Ninth Street and the Mirror Stage

On Friday, I was walking through downtown Columbia to teach my morning class, and watching the people, the diverse crowd that always seems to include some students, some homeless men and women, and some people whose jobs or paths or lives have given way to walking there for a few minutes. I saw a girl, who may have been about three, looking at her reflection in the window of one of the stores, and making this noise of joy at what she saw there. Her mother said, "Do you see yourself there?" She didn't answer for a second, and I walked past and didn't hear whether she said yes or no. Whatever she was thinking, I was thinking about Lacan's description of the infant finding a specular self in the mirror, that's separated when we see that the mirror is a naturally occurring thing that only represents what's put in front of it, and that this helps to break us away from the necessary narcissism of infant dependency.

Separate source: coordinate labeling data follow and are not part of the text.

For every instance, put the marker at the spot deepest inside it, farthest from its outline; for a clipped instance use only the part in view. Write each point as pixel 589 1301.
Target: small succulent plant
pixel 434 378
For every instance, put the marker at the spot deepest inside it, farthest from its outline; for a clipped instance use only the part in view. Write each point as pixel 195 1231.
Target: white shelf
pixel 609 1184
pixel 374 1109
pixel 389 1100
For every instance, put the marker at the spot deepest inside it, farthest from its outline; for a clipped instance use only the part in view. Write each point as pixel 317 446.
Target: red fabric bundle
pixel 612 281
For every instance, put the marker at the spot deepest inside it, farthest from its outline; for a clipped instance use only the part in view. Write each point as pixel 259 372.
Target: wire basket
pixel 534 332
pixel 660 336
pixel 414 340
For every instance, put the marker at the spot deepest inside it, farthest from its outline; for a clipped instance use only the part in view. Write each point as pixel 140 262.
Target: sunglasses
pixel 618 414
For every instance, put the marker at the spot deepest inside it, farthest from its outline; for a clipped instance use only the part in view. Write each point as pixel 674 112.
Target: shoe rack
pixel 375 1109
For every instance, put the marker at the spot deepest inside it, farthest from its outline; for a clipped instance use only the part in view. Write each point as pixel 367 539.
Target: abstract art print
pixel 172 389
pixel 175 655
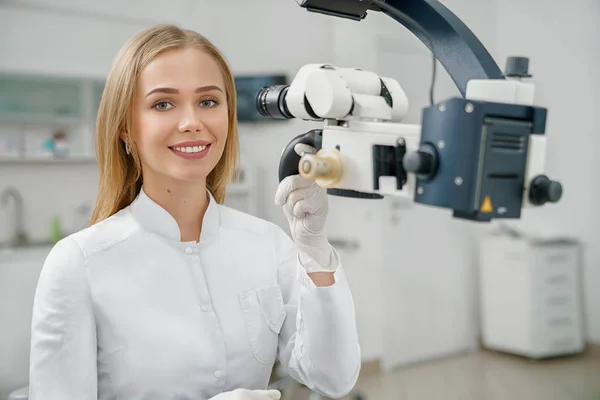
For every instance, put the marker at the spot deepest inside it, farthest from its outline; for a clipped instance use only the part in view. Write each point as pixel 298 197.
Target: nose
pixel 191 121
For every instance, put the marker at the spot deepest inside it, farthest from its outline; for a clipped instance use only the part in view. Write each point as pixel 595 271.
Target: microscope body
pixel 482 156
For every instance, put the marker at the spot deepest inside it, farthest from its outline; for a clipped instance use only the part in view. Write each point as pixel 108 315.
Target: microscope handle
pixel 288 164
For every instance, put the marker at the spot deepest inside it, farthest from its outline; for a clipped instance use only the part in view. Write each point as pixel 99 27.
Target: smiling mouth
pixel 190 149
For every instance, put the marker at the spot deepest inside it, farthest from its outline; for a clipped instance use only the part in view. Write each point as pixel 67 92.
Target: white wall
pixel 81 39
pixel 562 42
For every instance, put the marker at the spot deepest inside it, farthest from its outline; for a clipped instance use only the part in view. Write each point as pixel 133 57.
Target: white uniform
pixel 124 310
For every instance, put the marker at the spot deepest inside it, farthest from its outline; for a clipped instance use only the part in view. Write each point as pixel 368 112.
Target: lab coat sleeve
pixel 63 333
pixel 318 343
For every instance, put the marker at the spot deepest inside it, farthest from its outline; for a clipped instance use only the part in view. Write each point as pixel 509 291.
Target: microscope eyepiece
pixel 270 102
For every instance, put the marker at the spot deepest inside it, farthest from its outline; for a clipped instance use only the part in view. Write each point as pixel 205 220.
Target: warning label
pixel 487 206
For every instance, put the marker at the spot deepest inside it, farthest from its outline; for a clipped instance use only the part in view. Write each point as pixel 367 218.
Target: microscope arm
pixel 456 47
pixel 482 155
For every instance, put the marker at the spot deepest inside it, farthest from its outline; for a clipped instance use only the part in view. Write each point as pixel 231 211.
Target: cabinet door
pixel 354 229
pixel 18 280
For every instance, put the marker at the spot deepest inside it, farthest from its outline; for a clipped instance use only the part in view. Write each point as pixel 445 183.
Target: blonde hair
pixel 120 173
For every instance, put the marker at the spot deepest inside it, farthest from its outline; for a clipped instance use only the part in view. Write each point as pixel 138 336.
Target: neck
pixel 186 202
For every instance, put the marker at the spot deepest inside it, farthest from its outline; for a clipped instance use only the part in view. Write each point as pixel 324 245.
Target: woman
pixel 169 294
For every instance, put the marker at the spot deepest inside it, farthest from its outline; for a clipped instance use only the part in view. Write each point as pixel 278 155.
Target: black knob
pixel 544 190
pixel 517 67
pixel 422 162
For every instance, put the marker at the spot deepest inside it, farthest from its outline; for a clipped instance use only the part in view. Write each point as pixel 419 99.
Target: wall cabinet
pixel 45 118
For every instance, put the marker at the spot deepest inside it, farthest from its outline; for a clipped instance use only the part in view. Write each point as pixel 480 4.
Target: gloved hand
pixel 305 206
pixel 246 394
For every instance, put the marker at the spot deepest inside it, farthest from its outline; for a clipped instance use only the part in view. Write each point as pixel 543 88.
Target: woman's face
pixel 180 116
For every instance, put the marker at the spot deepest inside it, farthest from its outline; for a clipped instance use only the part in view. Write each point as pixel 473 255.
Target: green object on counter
pixel 56 233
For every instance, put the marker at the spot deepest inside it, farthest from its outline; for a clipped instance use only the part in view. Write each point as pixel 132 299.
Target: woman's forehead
pixel 181 69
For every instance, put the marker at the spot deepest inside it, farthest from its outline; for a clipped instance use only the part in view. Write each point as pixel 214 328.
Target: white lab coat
pixel 124 310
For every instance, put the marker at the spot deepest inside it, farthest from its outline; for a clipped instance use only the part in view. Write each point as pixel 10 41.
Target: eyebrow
pixel 175 91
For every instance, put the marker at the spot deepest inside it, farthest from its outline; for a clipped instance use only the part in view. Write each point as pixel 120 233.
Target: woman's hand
pixel 246 394
pixel 305 206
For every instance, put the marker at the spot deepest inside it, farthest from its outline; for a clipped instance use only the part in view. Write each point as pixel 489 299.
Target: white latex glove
pixel 246 394
pixel 305 206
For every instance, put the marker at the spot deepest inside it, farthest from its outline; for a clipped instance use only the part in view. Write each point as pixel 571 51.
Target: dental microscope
pixel 481 155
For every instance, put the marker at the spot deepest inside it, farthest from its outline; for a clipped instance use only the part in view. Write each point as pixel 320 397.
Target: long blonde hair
pixel 121 174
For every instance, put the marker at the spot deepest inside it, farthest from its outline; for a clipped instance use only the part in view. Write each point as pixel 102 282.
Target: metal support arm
pixel 457 48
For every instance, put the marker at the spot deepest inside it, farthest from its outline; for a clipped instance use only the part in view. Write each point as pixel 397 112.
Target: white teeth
pixel 190 149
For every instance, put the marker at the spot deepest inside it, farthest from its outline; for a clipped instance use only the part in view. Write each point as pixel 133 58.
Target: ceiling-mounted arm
pixel 456 47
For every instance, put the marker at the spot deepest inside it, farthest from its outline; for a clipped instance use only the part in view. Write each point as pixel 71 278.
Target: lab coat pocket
pixel 264 313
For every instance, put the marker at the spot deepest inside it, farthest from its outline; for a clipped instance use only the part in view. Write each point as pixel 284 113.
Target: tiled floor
pixel 488 376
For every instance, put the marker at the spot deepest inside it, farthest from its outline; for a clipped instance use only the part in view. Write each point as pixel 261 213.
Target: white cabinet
pixel 19 273
pixel 530 296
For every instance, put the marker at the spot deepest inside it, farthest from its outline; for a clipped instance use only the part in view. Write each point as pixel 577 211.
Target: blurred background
pixel 446 309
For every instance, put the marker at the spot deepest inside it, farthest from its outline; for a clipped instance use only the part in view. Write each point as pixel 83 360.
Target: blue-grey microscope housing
pixel 485 143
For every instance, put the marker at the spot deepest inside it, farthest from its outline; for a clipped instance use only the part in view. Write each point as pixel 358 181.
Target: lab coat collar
pixel 155 219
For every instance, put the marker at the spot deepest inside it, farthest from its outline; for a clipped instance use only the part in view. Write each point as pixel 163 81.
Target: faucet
pixel 19 237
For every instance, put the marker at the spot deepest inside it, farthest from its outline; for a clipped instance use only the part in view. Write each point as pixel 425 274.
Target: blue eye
pixel 162 106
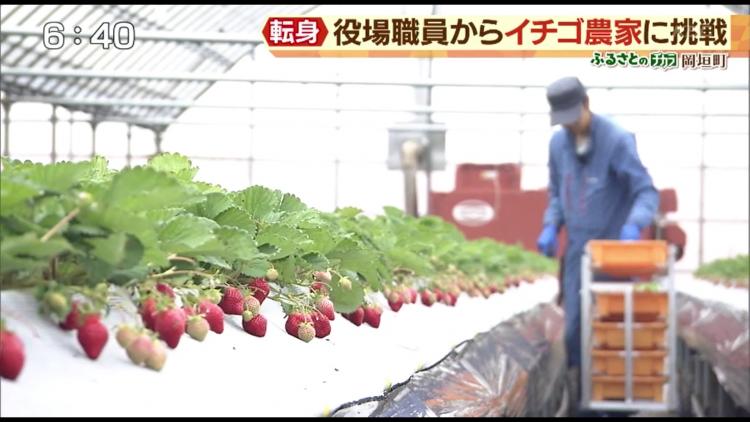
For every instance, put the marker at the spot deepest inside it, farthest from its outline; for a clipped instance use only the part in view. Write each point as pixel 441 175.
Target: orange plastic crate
pixel 646 336
pixel 612 362
pixel 647 306
pixel 613 388
pixel 631 258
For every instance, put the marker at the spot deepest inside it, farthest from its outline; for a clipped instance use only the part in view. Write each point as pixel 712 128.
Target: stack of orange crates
pixel 649 324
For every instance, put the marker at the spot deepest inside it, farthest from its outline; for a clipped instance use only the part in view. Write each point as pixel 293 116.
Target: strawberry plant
pixel 187 254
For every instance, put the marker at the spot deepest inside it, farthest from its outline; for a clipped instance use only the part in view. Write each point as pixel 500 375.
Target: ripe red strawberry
pixel 166 289
pixel 197 327
pixel 325 306
pixel 232 302
pixel 92 336
pixel 294 320
pixel 306 332
pixel 73 320
pixel 140 349
pixel 438 295
pixel 148 312
pixel 170 324
pixel 252 304
pixel 322 324
pixel 357 317
pixel 255 326
pixel 213 314
pixel 372 315
pixel 395 301
pixel 428 298
pixel 11 355
pixel 413 295
pixel 260 289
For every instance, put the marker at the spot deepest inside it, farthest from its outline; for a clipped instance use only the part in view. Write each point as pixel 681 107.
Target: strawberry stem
pixel 57 227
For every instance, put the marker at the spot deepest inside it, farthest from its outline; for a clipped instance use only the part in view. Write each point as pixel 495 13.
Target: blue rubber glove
pixel 630 232
pixel 547 242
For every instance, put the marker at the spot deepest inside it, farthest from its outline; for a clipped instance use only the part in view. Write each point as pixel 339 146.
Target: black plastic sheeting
pixel 719 332
pixel 515 369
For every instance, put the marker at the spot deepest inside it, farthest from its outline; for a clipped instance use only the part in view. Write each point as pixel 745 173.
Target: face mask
pixel 583 147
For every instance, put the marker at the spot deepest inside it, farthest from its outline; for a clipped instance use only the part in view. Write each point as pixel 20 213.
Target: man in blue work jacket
pixel 598 189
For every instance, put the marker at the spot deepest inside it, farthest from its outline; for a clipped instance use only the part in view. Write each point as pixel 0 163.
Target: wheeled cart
pixel 628 337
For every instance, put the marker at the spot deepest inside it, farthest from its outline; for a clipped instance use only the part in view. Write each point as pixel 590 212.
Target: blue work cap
pixel 565 97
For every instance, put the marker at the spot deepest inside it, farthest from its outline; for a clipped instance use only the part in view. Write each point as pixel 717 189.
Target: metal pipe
pixel 585 292
pixel 94 125
pixel 628 343
pixel 113 102
pixel 410 153
pixel 63 73
pixel 6 103
pixel 673 398
pixel 53 119
pixel 128 154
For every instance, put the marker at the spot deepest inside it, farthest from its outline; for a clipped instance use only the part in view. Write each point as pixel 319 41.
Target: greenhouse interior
pixel 185 212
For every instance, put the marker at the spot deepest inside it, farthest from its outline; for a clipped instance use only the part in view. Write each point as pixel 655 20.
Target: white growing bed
pixel 236 374
pixel 735 297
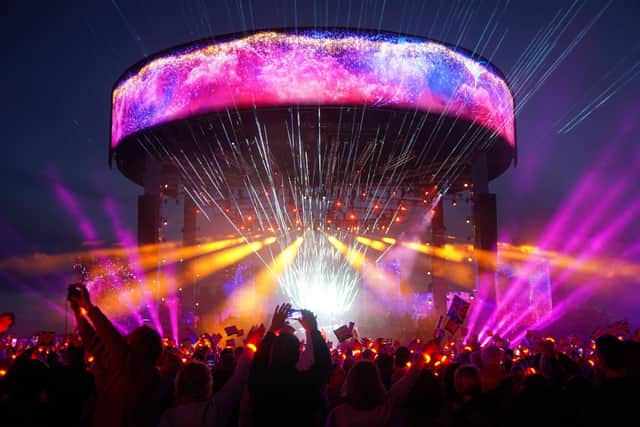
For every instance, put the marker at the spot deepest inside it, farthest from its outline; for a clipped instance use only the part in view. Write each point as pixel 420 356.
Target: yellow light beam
pixel 195 269
pixel 248 298
pixel 375 244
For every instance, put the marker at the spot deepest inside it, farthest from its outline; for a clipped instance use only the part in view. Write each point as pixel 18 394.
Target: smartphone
pixel 294 314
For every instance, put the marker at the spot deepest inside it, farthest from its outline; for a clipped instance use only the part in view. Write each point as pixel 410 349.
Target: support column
pixel 439 286
pixel 149 204
pixel 485 228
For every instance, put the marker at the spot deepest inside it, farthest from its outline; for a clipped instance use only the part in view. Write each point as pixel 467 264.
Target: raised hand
pixel 308 321
pixel 255 334
pixel 279 317
pixel 80 299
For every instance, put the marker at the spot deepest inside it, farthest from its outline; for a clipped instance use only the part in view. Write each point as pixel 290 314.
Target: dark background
pixel 60 59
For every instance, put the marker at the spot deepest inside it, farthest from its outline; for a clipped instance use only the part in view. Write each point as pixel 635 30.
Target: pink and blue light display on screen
pixel 333 68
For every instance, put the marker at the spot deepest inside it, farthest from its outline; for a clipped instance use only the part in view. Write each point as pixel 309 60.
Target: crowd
pixel 99 377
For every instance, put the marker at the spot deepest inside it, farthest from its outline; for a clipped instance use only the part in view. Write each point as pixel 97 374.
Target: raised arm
pixel 321 366
pixel 104 331
pixel 260 363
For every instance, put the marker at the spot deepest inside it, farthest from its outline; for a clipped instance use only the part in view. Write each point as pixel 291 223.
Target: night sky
pixel 60 60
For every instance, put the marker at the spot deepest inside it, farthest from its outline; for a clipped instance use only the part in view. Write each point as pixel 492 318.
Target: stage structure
pixel 320 134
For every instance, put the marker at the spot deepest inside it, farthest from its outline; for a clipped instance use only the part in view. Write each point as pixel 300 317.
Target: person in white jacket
pixel 195 405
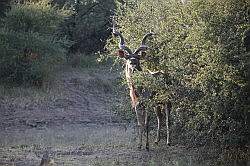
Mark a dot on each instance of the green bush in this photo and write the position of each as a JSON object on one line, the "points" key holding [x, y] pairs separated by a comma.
{"points": [[29, 47], [200, 48]]}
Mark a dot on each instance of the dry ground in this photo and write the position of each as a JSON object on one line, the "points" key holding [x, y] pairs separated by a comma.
{"points": [[71, 120]]}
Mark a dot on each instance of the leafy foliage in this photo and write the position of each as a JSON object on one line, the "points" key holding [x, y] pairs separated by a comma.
{"points": [[199, 47]]}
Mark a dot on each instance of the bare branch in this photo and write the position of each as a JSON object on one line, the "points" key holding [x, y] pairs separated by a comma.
{"points": [[143, 46]]}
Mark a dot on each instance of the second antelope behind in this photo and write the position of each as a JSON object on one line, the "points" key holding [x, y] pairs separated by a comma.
{"points": [[162, 110]]}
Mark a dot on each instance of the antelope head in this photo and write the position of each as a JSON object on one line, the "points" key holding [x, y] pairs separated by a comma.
{"points": [[132, 58]]}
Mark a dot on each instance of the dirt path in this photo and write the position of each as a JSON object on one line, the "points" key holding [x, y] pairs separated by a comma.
{"points": [[74, 124]]}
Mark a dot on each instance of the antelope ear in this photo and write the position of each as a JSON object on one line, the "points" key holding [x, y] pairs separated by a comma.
{"points": [[121, 53]]}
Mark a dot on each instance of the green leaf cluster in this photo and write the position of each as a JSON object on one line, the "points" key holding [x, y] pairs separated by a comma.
{"points": [[199, 46]]}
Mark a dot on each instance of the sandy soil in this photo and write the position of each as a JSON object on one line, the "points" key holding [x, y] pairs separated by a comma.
{"points": [[73, 124]]}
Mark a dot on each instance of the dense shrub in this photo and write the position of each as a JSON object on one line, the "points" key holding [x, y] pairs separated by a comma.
{"points": [[200, 48], [29, 47]]}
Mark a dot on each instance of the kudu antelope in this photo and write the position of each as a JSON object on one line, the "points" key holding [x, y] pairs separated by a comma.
{"points": [[132, 65]]}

I've been thinking, too, about how Lacan apprenticed himself to Freud, and seemed to find his genius not by a process of deduction but by this sense of entering his own mirror stage with Freud, after the infancy of being immersed in Freud's work, not leaving his sense of questioning behind but examining its continuities, its harmonies, and, finally, finding the place where the study of the mind and the study of the signifier met, both of them aligned in his thinking so that the imperative to start to speak to his community began, powerfully enough that his force and passion drew crowds to whom his reasoning came home. In this passing on of language, not solely for its logic but also for the beauty of its construction, he was carrying out the role of the poet that Plato describes in Ion, demonstrating it himself, first and foremost, by being a conduit for the ideas of Socrates.

The girl staring into the window, making a sound, was making poetry, and we can see her not being stumped by the question of who the girl is in the window, but seeing her own face superimposed on the colors and shapes in the store, the people moving there, at the point when the mirror turned into glass.